Figure 6: RL model performance across the Qwen-2.5 series, with reasoning-augmented models at large scale achieving the highest pass@k rates.
Training dynamics for the 32B reasoning model show stable, monotonic reward improvement and non-monotonic completion length, suggesting evolving solution strategies during RL.
Figure 7: Average training reward during GRPO for the Qwen-2.5-32B reasoning model, indicating effective reward-driven optimization.
Figure 8: Mean completion length during RL adaptation, reflecting the model's evolving approach to problem solving.
The full-stack adaptation pipeline—pretraining, SFT, RL—yields substantial cumulative gains, especially for larger models. The 32B reasoning-augmented model achieves a pass@1 of 59% on the Q benchmark, surpassing Claude Opus-4 by 29.5%. All Qwen-2.5 models, including the 1.5B variant, outperform GPT-4.1. The staged improvements are visualized in a stacked bar chart, emphasizing the additive value of each adaptation phase.
Figure 9: Cumulative pass@k improvements for all Qwen-2.5 model sizes across adaptation stages, with significant gains for larger models.
Error Analysis and Limitations
Error analysis by problem category and difficulty reveals that model accuracy declines with increasing problem hardness and that certain algorithmic categories (e.g., dynamic programming) remain challenging.
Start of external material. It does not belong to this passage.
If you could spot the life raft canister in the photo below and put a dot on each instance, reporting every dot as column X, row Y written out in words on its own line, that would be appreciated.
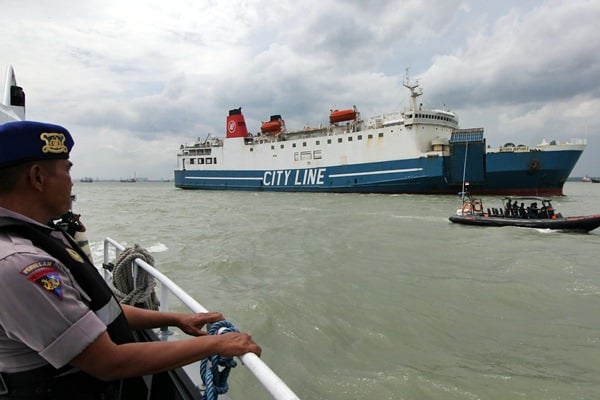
column 236, row 124
column 273, row 126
The LeetCode-Q dataset, while enabling standardized evaluation, is acknowledged to be unrepresentative of real-world Q usage, which is dominated by database queries and analytics rather than algorithmic problem solving. The authors note that pretrained models may provide better general-purpose Q answers than SFT or RL models, which overfit to the Pythonic LeetCode style.
Figure 10: Per-category error distribution, highlighting which problem types require further adaptation.
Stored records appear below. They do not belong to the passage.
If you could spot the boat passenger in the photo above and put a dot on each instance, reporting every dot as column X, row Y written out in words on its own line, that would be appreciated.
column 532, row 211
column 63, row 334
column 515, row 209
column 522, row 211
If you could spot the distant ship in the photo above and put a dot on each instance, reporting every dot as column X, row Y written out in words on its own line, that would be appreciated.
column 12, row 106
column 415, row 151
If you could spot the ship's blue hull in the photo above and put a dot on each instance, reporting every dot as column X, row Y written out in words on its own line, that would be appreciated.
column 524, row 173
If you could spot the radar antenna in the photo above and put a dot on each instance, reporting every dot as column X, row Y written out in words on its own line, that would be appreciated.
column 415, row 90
Figure 11: Error breakdown by problem difficulty, showing declining accuracy on harder problems.
Practical Implications and Future Directions
The report provides a reproducible, open-source blueprint for LLM specialization in low-resource domains, emphasizing the criticality of robust evaluation, data quality, and scalable infrastructure. The methodology is broadly applicable to other niche languages and domains with verifiable evaluation criteria. The findings underscore that large model capacity (≥14B) is essential for meaningful domain adaptation, and that RL can further boost performance when reward signals are well-defined.
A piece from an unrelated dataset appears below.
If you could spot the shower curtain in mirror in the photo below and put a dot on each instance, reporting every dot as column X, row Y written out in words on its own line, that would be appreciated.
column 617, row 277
For Q practitioners, the released models and codebase offer a foundation for further adaptation, especially as more representative datasets become available. For the broader LLM community, the work demonstrates that with careful engineering, even highly specialized domains can be effectively addressed by open-source models.
Conclusion
This work establishes a rigorous, end-to-end methodology for adapting LLMs to specialized programming languages with limited public data. Through systematic dataset construction, benchmarking, domain-adaptive pretraining, SFT, and RL, the authors achieve state-of-the-art performance on Q code generation, surpassing leading closed-source models. The open-source release of models, code, and evaluation tools provides a valuable resource for both Q practitioners and the wider research community. Future work should focus on developing benchmarks and datasets that more faithfully reflect real-world Q usage, as well as extending the methodology to other underrepresented domains.